Results of 1001 pancreatic resections for invasive ductal adenocarcinoma of the pancreas.

Hirata K, Sato T, Mukaiya M, Yamashiro K, Kimura M, Sasaki K, Denno R
Arch Surg 1997 Jul;132(7):771-6; discussion 777
First Department of Surgery, Sapporo Medical University School of Medicine, Japan.

OBJECTIVE: To evaluate the recent results of pancreatic resection in patients with invasive ductal adenocarcinoma of the pancreas. DESIGN: Retrospective study. SETTING: Seventy-seven medical facilities belonging to the Japan Society of Pancreatic Surgery. PATIENTS: One thousand one patients who underwent a resection of the pancreas between January, 1, 1991, and December 31, 1994. MAIN OUTCOME MEASURES: Morbidity and survival after surgery for pancreatic cancer according to the modified TNM classification of the International Union Against Cancer.

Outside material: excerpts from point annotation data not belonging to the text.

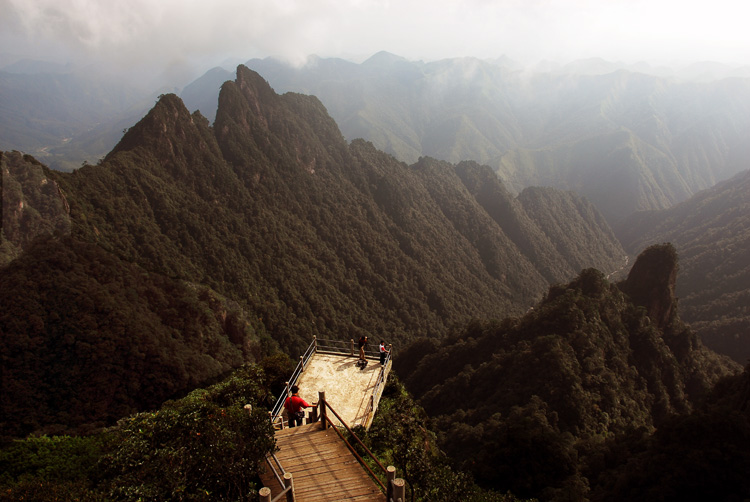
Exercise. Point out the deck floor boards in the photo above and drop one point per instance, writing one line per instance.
(322, 466)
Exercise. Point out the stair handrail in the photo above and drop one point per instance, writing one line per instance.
(278, 407)
(327, 421)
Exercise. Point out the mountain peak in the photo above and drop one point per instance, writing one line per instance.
(651, 282)
(383, 58)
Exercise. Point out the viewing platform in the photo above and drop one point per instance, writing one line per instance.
(315, 461)
(331, 367)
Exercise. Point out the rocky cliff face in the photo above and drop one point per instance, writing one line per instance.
(651, 283)
(32, 204)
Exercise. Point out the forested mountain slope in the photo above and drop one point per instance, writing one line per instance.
(545, 405)
(64, 116)
(711, 231)
(266, 226)
(626, 140)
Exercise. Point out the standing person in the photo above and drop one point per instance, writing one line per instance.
(383, 352)
(294, 405)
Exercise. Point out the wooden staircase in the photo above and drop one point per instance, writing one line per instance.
(323, 467)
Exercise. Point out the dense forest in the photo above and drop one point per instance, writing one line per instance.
(148, 298)
(599, 393)
(625, 139)
(711, 232)
(588, 396)
(267, 228)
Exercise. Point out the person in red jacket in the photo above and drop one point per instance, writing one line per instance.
(294, 405)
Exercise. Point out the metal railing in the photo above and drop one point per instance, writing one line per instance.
(377, 390)
(393, 487)
(303, 360)
(335, 347)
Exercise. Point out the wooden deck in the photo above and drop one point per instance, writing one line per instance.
(323, 467)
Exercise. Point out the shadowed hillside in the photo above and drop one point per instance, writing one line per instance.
(711, 231)
(269, 228)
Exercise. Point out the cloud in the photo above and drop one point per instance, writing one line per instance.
(191, 32)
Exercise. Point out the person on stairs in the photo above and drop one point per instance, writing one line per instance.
(294, 405)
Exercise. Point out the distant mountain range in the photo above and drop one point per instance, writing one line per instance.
(268, 228)
(626, 140)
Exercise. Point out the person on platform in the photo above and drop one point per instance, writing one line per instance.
(294, 405)
(362, 346)
(383, 352)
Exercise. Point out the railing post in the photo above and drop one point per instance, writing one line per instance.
(289, 483)
(322, 404)
(265, 494)
(399, 490)
(390, 473)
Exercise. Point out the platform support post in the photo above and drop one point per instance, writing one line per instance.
(322, 404)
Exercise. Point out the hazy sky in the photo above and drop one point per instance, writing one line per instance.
(201, 33)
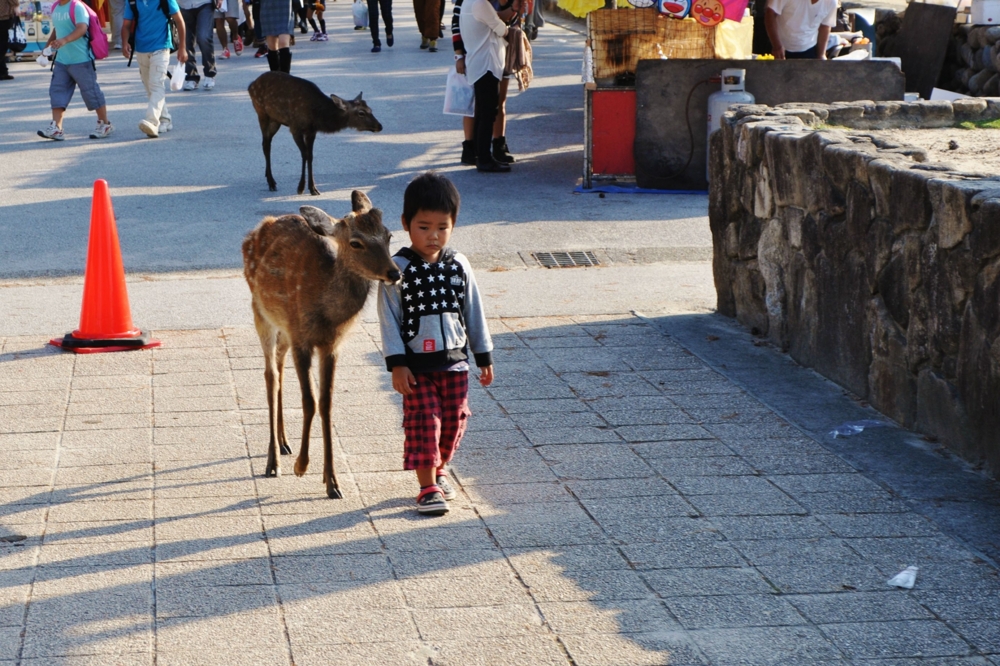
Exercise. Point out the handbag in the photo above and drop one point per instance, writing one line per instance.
(459, 95)
(360, 11)
(17, 40)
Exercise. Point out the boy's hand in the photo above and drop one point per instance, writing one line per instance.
(403, 380)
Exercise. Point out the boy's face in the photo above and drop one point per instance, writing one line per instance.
(429, 233)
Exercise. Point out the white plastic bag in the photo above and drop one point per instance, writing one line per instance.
(459, 95)
(905, 578)
(360, 11)
(177, 75)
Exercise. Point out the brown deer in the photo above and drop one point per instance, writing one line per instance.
(309, 277)
(283, 99)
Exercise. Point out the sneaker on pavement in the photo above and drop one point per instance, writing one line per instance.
(149, 129)
(431, 502)
(102, 131)
(447, 490)
(53, 132)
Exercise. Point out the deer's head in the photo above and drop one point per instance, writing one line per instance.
(362, 240)
(359, 115)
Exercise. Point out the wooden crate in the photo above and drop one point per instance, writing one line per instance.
(620, 38)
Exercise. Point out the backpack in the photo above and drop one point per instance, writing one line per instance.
(171, 27)
(95, 31)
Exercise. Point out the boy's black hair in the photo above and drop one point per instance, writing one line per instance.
(431, 192)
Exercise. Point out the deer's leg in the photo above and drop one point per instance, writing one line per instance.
(282, 353)
(272, 381)
(327, 366)
(310, 140)
(303, 360)
(300, 141)
(268, 128)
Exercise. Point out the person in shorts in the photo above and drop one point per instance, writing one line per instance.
(73, 68)
(431, 322)
(152, 50)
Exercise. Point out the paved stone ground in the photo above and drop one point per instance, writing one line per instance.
(621, 503)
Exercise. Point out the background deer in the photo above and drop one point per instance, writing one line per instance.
(283, 99)
(309, 277)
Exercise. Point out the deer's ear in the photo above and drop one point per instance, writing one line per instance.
(339, 103)
(360, 203)
(318, 221)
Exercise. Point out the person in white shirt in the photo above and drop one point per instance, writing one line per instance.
(800, 28)
(483, 30)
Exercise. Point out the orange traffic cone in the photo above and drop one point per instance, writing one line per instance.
(105, 318)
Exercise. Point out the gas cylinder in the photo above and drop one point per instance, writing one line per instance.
(733, 92)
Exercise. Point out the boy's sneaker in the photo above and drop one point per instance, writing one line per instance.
(102, 131)
(149, 129)
(53, 132)
(431, 502)
(447, 490)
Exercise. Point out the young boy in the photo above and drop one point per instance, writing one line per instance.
(430, 321)
(74, 67)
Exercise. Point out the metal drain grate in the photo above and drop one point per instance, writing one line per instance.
(566, 259)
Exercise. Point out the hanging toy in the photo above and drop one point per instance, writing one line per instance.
(708, 12)
(674, 8)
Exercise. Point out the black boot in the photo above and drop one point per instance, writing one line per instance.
(500, 152)
(469, 153)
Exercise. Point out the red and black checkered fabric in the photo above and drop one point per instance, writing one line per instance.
(434, 418)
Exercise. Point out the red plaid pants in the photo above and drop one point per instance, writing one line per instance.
(434, 418)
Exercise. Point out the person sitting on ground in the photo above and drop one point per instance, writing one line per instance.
(74, 66)
(800, 29)
(483, 30)
(316, 8)
(152, 49)
(431, 321)
(230, 16)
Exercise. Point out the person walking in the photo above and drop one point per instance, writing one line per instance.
(152, 49)
(277, 23)
(74, 67)
(373, 12)
(8, 16)
(199, 18)
(432, 323)
(428, 13)
(483, 30)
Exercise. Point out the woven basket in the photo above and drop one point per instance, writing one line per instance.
(620, 38)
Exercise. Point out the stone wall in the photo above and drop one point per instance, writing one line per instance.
(879, 271)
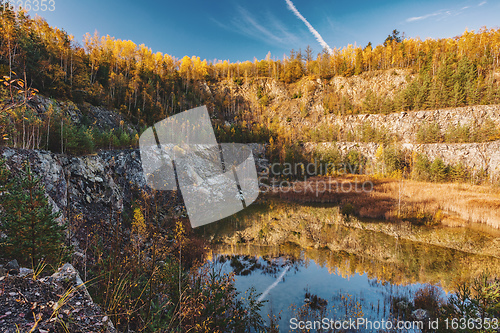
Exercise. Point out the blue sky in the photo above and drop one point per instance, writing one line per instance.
(239, 30)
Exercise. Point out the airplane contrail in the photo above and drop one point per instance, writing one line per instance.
(309, 26)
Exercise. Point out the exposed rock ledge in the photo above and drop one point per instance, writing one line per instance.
(475, 156)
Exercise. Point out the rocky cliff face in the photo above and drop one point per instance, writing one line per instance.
(406, 124)
(96, 186)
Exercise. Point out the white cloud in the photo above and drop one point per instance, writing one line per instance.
(267, 29)
(423, 17)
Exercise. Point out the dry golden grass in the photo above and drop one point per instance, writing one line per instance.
(452, 204)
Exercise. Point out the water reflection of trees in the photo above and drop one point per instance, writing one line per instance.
(278, 229)
(243, 265)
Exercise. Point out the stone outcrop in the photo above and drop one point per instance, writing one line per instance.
(406, 124)
(474, 156)
(48, 304)
(96, 186)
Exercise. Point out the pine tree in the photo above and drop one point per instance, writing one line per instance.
(30, 227)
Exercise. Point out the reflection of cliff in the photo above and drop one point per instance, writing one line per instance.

RESULTS: After pancreatic resection, the cumulative postoperative survival rates at 1 and 3 years were 44.5% and 10.3%, respectively. Patients with early-stage cancers had a more prolonged survival time, ie, the cumulative 3-year survival rates for patients with stage I or stage II cancers were 50.4% and 45.5%, respectively; the survival rates for patients with stage III and stage IVa and IVb cancers were 17.6%, 5.7%, and 0%, respectively. The survival rate for patients with N1 or N2 metastasis did not differ appreciably, and both groups had significantly better survival rates than patients with N3 metastasis (P < .001). A significant difference in the postoperative survival time of N1 metastasis was observed between patients with no lymph node dissection (mean survival, 326.4 days) and patients who received a lymph node dissection (D1) (mean survival, 478.2 days) (P < or = .01). CONCLUSIONS: The recent results of pancreatic resection for invasive ductal adenocarcinoma of the pancreas are generally unsatisfactory. Although the outcome of the patients with an N1 metastasis can be improved if they receive N1 lymph node dissection (D1), an extensive lymph node dissection in advanced cancers does not necessarily produce a favorable prognosis.